BlueField DPU Setup Notes¶
This webpage is directly generated from the README of j3soon/bluefield-dpu-setup-notes. Please refer to the repository for the mentioned examples.
Unofficial notes for setting up and configuring NVIDIA BlueField DPUs on custom server systems (non-DGX platforms), including support for Proxmox VE.
Terminology¶
Linux Systems (Host/DPU/BMC):
Host: The system running on the server.- In the optional Proxmox VE section, it will be further divided into
PVEandVM. - In the remaining sections, the host refers to the server's operating system, regardless of whether it's running directly on hardware or within the VM of Proxmox VE.
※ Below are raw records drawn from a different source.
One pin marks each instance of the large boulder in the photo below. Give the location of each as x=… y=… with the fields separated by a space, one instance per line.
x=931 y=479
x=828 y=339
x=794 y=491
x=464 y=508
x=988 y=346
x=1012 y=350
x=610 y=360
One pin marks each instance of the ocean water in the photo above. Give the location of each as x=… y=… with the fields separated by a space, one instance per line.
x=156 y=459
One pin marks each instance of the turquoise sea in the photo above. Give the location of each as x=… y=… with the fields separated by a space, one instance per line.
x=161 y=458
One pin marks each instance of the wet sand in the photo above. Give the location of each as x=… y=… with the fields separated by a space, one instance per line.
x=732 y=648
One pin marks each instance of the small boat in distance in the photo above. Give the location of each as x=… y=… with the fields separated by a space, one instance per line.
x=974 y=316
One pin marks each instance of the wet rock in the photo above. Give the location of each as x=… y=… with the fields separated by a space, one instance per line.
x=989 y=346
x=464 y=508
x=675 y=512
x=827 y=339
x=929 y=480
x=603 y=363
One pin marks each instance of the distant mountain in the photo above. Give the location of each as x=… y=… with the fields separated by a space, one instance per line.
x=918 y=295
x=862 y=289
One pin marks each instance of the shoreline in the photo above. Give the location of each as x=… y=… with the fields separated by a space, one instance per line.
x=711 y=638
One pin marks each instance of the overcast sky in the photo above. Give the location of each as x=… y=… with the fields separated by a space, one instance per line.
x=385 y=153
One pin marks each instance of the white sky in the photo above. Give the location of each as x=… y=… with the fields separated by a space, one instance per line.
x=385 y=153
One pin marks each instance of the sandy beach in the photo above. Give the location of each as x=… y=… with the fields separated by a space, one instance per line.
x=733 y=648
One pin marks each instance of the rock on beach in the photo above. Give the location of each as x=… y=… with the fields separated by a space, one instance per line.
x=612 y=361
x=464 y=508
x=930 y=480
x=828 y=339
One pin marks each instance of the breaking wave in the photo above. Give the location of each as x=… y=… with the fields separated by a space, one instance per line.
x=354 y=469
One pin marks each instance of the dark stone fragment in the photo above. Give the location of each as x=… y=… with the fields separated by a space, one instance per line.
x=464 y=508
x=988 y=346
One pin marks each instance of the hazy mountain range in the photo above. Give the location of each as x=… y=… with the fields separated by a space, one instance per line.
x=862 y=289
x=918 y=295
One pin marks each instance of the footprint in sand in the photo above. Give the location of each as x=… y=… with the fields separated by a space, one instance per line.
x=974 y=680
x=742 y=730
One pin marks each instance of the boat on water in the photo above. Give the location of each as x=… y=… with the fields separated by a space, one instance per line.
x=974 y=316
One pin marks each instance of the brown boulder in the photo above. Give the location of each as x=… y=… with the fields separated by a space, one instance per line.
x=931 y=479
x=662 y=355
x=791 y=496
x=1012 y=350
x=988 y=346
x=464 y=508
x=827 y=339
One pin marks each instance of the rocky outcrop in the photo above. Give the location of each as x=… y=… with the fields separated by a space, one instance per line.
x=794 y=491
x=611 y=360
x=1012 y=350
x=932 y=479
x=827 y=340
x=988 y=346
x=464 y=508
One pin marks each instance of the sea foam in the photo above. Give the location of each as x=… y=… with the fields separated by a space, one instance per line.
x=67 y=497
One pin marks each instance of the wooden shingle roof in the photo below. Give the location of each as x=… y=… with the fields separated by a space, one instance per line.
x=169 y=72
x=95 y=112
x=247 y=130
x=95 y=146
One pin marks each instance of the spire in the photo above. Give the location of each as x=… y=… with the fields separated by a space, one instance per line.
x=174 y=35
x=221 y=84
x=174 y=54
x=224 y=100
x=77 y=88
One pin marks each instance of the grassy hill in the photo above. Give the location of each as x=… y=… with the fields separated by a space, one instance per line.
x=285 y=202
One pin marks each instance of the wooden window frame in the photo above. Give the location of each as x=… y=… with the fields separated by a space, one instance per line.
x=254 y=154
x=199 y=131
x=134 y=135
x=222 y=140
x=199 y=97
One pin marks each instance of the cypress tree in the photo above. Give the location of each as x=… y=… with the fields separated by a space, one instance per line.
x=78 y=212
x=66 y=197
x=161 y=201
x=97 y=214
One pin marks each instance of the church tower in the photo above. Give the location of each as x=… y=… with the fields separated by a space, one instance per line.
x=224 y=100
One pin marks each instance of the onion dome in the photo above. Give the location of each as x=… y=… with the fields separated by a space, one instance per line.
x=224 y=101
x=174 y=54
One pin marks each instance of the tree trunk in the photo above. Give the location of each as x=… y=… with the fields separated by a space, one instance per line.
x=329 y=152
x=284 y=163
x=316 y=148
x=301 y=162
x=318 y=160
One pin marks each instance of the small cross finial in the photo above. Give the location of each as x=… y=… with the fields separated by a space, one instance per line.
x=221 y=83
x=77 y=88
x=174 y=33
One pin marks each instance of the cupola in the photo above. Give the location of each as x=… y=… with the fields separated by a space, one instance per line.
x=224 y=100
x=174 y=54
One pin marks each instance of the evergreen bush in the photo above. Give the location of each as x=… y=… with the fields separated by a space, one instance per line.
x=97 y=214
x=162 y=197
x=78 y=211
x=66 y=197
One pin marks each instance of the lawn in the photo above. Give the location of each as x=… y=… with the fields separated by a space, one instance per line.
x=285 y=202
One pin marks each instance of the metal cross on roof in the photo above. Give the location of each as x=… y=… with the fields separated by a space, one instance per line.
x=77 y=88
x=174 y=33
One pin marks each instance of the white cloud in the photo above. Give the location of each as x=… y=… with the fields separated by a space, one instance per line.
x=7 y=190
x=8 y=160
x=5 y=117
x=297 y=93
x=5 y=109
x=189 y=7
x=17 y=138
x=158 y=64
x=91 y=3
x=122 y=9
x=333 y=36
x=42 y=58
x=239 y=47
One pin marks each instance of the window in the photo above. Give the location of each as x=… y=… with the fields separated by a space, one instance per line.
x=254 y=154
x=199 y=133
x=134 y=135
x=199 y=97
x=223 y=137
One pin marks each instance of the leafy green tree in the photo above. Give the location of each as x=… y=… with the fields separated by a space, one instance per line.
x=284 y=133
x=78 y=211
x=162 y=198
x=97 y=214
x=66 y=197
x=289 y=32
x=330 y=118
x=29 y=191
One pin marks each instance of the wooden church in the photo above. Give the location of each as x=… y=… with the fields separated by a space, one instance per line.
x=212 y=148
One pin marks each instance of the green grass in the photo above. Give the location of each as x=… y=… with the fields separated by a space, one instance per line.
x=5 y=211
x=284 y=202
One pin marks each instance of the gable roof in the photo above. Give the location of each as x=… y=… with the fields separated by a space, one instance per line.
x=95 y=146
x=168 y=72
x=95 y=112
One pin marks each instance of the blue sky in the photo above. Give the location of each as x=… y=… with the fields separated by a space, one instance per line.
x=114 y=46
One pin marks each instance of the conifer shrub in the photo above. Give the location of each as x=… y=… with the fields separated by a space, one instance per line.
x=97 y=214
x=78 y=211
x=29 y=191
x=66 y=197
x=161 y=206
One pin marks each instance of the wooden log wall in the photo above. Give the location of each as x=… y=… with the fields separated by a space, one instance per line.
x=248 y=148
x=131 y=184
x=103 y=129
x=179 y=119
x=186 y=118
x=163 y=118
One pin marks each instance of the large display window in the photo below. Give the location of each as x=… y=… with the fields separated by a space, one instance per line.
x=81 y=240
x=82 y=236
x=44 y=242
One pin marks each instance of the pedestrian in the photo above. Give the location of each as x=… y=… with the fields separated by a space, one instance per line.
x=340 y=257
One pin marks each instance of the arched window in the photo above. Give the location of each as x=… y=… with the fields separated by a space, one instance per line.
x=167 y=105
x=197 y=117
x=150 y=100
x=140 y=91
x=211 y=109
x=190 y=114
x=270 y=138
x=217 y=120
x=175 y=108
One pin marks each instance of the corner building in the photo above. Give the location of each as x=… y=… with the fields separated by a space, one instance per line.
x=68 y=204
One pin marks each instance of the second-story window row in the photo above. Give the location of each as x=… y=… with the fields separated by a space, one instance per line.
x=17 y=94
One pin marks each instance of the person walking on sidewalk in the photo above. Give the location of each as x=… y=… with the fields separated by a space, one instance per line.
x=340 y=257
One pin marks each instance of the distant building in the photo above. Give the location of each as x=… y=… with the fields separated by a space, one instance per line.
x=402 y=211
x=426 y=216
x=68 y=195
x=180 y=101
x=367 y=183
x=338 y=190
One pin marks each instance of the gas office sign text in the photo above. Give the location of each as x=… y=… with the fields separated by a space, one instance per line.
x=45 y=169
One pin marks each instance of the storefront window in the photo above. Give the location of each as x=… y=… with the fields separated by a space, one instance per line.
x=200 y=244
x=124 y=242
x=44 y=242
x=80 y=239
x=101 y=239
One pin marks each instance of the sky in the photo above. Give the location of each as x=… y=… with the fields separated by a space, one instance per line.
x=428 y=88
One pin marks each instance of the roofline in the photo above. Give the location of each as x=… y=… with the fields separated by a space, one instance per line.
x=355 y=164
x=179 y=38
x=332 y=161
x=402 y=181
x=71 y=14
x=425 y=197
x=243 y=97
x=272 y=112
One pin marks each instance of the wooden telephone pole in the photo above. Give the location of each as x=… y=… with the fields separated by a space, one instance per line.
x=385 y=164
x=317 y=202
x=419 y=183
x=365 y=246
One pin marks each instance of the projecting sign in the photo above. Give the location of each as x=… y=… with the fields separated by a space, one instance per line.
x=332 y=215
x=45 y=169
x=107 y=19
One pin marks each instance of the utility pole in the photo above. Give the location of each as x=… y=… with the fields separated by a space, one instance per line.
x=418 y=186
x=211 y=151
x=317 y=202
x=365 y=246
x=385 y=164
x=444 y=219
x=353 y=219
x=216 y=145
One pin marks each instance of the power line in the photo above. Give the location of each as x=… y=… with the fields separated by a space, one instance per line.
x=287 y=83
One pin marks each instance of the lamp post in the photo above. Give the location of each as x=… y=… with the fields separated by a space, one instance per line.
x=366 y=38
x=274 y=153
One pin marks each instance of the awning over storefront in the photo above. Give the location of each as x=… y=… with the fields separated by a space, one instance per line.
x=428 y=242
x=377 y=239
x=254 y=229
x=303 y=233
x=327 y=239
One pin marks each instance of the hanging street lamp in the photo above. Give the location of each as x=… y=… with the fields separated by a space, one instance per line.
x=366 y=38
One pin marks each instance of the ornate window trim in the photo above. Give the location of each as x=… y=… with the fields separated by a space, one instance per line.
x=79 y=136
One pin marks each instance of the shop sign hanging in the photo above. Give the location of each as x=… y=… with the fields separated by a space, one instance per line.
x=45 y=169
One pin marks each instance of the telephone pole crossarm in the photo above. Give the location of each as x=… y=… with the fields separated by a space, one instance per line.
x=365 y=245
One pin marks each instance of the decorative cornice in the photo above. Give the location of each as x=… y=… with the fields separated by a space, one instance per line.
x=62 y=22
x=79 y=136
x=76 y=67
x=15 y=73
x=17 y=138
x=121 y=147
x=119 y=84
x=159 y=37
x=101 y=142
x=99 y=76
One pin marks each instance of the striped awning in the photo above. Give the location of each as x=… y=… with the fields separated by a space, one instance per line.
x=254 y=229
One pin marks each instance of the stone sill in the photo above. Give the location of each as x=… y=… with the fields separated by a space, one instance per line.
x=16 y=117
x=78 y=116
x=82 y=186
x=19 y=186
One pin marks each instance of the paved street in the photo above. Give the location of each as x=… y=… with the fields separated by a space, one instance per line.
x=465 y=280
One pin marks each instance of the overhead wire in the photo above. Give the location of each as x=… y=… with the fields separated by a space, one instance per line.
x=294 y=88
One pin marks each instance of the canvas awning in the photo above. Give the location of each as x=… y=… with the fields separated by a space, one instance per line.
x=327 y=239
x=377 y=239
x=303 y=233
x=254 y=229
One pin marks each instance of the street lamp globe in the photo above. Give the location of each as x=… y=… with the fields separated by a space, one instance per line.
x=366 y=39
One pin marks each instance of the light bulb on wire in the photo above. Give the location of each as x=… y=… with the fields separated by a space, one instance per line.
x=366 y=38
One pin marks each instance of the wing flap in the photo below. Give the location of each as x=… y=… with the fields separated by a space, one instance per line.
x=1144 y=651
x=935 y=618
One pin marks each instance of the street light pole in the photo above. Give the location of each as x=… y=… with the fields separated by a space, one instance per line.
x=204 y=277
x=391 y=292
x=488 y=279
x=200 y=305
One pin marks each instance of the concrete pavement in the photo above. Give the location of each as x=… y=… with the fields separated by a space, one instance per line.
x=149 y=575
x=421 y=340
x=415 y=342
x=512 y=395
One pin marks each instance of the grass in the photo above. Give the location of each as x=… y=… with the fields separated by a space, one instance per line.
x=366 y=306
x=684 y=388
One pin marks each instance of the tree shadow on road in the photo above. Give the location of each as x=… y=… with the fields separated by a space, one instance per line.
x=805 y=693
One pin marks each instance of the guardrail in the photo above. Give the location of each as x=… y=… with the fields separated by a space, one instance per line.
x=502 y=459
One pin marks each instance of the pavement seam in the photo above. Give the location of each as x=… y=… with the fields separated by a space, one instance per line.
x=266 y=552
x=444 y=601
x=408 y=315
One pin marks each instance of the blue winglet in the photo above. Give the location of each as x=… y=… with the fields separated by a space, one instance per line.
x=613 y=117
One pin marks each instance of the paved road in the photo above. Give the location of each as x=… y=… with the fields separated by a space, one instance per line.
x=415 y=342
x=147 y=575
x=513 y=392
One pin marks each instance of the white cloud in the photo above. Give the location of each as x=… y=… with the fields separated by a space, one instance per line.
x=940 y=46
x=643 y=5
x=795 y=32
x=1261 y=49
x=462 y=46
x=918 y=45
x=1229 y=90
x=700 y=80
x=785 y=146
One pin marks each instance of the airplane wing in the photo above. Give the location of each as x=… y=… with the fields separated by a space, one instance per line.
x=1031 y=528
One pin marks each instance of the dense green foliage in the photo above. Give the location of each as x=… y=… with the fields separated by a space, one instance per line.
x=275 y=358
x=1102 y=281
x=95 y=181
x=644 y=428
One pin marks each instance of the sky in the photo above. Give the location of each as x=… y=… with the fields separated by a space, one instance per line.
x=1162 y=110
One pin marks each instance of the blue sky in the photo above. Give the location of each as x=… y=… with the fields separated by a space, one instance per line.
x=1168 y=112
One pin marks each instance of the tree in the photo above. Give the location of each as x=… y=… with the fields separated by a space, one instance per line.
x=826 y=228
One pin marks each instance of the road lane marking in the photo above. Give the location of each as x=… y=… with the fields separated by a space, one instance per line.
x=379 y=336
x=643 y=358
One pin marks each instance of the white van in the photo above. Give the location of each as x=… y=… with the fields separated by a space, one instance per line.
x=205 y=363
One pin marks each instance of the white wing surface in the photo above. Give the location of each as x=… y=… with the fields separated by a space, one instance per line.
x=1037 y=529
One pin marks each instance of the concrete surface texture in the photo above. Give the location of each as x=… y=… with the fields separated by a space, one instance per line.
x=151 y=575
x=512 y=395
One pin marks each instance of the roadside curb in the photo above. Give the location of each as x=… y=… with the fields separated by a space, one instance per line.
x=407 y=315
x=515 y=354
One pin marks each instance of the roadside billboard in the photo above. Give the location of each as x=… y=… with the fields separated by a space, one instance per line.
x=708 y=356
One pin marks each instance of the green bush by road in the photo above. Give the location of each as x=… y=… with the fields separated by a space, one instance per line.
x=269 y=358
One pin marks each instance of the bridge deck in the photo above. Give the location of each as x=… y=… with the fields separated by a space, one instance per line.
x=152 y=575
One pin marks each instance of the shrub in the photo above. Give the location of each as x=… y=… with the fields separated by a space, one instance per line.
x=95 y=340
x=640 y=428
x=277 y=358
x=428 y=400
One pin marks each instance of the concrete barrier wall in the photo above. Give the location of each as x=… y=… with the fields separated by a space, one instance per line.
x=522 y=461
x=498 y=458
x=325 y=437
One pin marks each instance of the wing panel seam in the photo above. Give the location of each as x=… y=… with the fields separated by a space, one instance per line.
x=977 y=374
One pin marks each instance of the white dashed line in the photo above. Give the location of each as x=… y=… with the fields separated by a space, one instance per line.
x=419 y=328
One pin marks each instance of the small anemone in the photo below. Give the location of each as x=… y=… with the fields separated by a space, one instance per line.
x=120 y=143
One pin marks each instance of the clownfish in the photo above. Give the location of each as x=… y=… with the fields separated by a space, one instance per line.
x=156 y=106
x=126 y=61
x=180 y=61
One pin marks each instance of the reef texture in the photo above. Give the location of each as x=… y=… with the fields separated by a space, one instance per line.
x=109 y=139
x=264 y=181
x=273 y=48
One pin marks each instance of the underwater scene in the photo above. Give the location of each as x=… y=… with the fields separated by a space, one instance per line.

- In the optional Proxmox VE section, it will be further divided into
DPU: The system running on the DPU.BMC: The system on the board management controller of the DPU. This is an independent system that provides out-of-band management capabilities, separate from the DPU's main operating system.
Hardware¶
- Server: G493-ZB3-AAP1-rev-1x [ref]
- BlueField-3 DPU: B3210E 900-9D3B6-00SC-EA0 [ref]
- V100 GPU: Tesla V100-PCIE-16GB
Hardware Setup¶
Require a supplementary 8-pin ATX power supply connectivity available through the external power supply connector .
Do not link the CPU power cable to the BlueField-3 DPU PCIe ATX power connector, as their pin configurations differ. Using the CPU power cable in this manner is strictly prohibited and can potentially damage the BlueField-3 DPU. Please refer to External PCIe Power Supply Connector Pins for the external PCIe power supply pins.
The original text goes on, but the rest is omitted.